No visit to Whitby is complete until you have visited the old church on the East Cliff. No matter from which angle you approach it you will not be prepared for what awaits you inside.

Enter into a small low ceiling area, and then open the double doors to a building that takes your breath away. If you are looking for ornamental stone work, Gothic arch's etc., turn round and leave but if you are looking for Whitby's history then you will find it all around.

If you take a look at the east side of the tower you will see signs that indicate the pitch of the first church. That building was a long narrow building that stretched the full length of the building you now see. That makes the building much older than the adjacent abbey ruins. As the population of the town grew, a bigger church was needed so they added on the South Transept, also older than the abbey. As the town grew even larger the North Transept was added to accommodate the growing congregation, giving the building the traditional cross appearance. In the early 1800's it was enlarged yet again giving you the present size and shape. The Church has two Norman arches one hidden by the Lord of the Manor's pew, and the other cannot be seen as it is behind the organ and indicates a grand doorway via the tower. The tower has a fine peal of 10 bells.

To give more seating the building is full of galleries and it now has provision to seat over two thousand people. To make extra space the staircases to some of the galleries are on the outside of the building. It is recorded that at one memorial service the congregation exceeded three thousand. At the time of the last extension one had to pay for a seat in the church. Thus the smaller you made them the more you got in. At one time the Parish church was also used by local communities that did not possess a church and those townships had several seats allocated to them. They even had their own church wardens and retained any money taken at the collection. Several pews were also allocated for the poor.
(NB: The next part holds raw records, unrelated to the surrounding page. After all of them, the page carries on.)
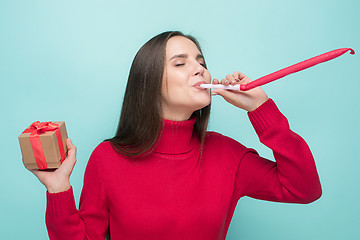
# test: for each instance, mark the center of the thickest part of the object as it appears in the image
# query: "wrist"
(59, 187)
(257, 104)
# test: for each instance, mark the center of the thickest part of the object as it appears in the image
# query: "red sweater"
(175, 194)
The seating provided for anyone attending services but who was not a resident of Whitby are marked "For Stranger Only".

No matter where you sit in the building you can be seen by the person using the top level of the three decker pulpit. At the back of the pulpit parts of an ear trumpet device are fitted so that the wife of the Rector, who we are informed was partly deaf, could hear the sermon given by her husband. The main use of the pulpit was the to emphasise the spoken word rather than looking for the nonexistent altar.
The Lord of the Manor's pew was placed so that those seated there could see all that was taking place, and also see if any of their workers were absent from church. The Lord of the Manor's pew has its own private entrance again on the outside of the building.
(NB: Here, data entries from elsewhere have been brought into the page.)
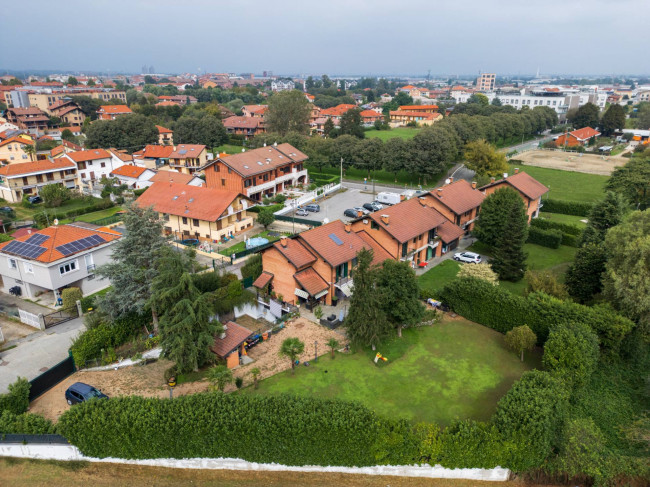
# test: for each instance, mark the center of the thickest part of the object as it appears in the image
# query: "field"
(400, 132)
(455, 369)
(567, 185)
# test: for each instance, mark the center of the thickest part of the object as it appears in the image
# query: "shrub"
(546, 238)
(70, 296)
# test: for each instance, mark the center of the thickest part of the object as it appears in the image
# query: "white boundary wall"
(68, 452)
On your left of the aisle can be seen a small cupboard in which were placed loaves of bread to be given to the poor attending services. The walls are covered by an assortment of memorials to past members of Whitby. One of the memorials differs as it uses two different methods of keeping dates. Two boards placed in the roof space of the chancel due to lack of wall space are often missed by visitors. The building contains some interesting monuments which are self explanatory. There are also lots of pen knife graffiti but you would need permission to start to look for them and plenty of spare time.
Whitby does not have any war memorials, but the names of men and women who died for their country in the African Wars, WWI and WWIIare to found in the church. The entrance porch and the ringing room of the tower also have wall boards for several of the charities of the town and the ringing of bells for special occasions. Some stones dotted about the church are pieces that have been found during various building work.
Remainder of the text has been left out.